Owners meetings at MLS must be slightly odd affairs, compared to most other leagues around the world. In the soccer world you have a steady turnover of clubs due to promotion and relegation, so that typically 10-20% of your membership is new each season. With the US major leagues there has been significant expansion over the last 50 years, but they have looked pretty stable for a while now. By contrast, MLS had 12 teams in 2006 and now has 23, so in little over decade the membership has almost doubled. One wonders how the newbies interact with the old guard.
What made me think of this was looking at the attendance figures. These may be subject to some artificial inflation in aggregate (see @EmptySeatsMLS) but they should be useful to make some comparisons across teams. It should go without saying that this is not gospel, but in the heated world surrounding discussion of all things MLS it bears repeating.
When looking at attendance a perennial debate is whether you should look at the aggregate figures or the average per team. In the European context where the number of teams in each league is stable, I have argued for the aggregate over the average, since this gives you an indication of the overall popularity of the game (the Bundesliga has a higher average than the EPL but a lower aggregate).
The same applies to MLS I think, although averages are also useful if we want to compare subgroups within the league. So the first figure shows the aggregate attendance at MLS, which has risen from about 3 million in 2005 to over 8 million in 2017, a compound annual growth rate of over 8%, which is pretty impressive. MLS has ridden the wave of the growing popularity of the sport in the US, of which there are many other indicators, notably the proliferation of soccer on TV. I know people think I never have a good thing to say about the league, but there you are: I think this growth is impressive.
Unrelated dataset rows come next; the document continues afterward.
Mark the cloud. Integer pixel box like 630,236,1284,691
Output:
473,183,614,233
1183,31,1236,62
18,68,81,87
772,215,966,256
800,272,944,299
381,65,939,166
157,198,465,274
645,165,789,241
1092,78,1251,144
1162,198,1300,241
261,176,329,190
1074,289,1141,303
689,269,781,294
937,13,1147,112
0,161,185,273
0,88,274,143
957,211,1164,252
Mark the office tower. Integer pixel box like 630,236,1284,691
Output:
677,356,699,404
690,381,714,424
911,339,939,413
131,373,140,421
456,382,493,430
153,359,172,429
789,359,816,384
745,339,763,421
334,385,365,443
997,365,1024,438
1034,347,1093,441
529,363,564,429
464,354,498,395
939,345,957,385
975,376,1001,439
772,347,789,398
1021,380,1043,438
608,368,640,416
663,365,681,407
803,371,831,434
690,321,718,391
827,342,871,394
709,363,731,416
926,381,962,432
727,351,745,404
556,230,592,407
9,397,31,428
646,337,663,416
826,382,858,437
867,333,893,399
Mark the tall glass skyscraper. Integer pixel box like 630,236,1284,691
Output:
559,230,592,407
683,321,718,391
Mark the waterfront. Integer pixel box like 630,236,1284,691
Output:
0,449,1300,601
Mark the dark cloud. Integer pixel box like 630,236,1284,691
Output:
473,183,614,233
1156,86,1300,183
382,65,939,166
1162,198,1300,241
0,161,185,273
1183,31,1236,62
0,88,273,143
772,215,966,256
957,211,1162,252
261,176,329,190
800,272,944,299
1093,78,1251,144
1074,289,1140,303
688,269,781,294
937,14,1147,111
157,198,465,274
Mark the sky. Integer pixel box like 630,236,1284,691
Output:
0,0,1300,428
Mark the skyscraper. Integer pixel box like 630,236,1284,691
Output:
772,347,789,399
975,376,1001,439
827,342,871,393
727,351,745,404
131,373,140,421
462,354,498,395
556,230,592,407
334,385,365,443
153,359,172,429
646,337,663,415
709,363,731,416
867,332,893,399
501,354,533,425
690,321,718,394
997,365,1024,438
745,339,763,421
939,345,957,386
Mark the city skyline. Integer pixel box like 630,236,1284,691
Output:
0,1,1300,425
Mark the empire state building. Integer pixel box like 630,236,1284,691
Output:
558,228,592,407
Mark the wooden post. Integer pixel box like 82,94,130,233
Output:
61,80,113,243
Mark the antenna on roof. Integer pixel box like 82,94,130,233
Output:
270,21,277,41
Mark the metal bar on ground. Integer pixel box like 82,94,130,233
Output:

Now, ten of the founder teams survive today, and the charts compare attendance at the founder teams to to attendance at the new franchises. What this shows is that almost all of the extra attendance has come from the new franchises. Well, maybe that’s not so surprising, but there’s also evidence that a rising tide has raised all boats. Since the expansion began attendance at the founder franchises rose at just under 3% per year.
However, just think for a moment about those owners meetings – the new franchises now account for approaching two thirds of the total, even though they make up only half of the room. There must be some interesting differences of view between the old and the new.
Not only do the new guard make up a bigger share of the total, they also have average higher gates and their gates are growing faster than those of the old guard. Moreover, since getting a bump from the 2014 World Cup, the average of founder teams has been essentially flat.
This is nicely illustrated on the excellent Take Me Out To The Ball Game website which posts weekly updates on attendance at MLS comparing this year to the same point last year. Below I’ve coped the most recent table (posted May 7, 2018). It shows the same pattern as last year. The MLS average is stable, but most teams are reporting lower attendance, and most of those teams are founder teams. Those meetings must be interesting.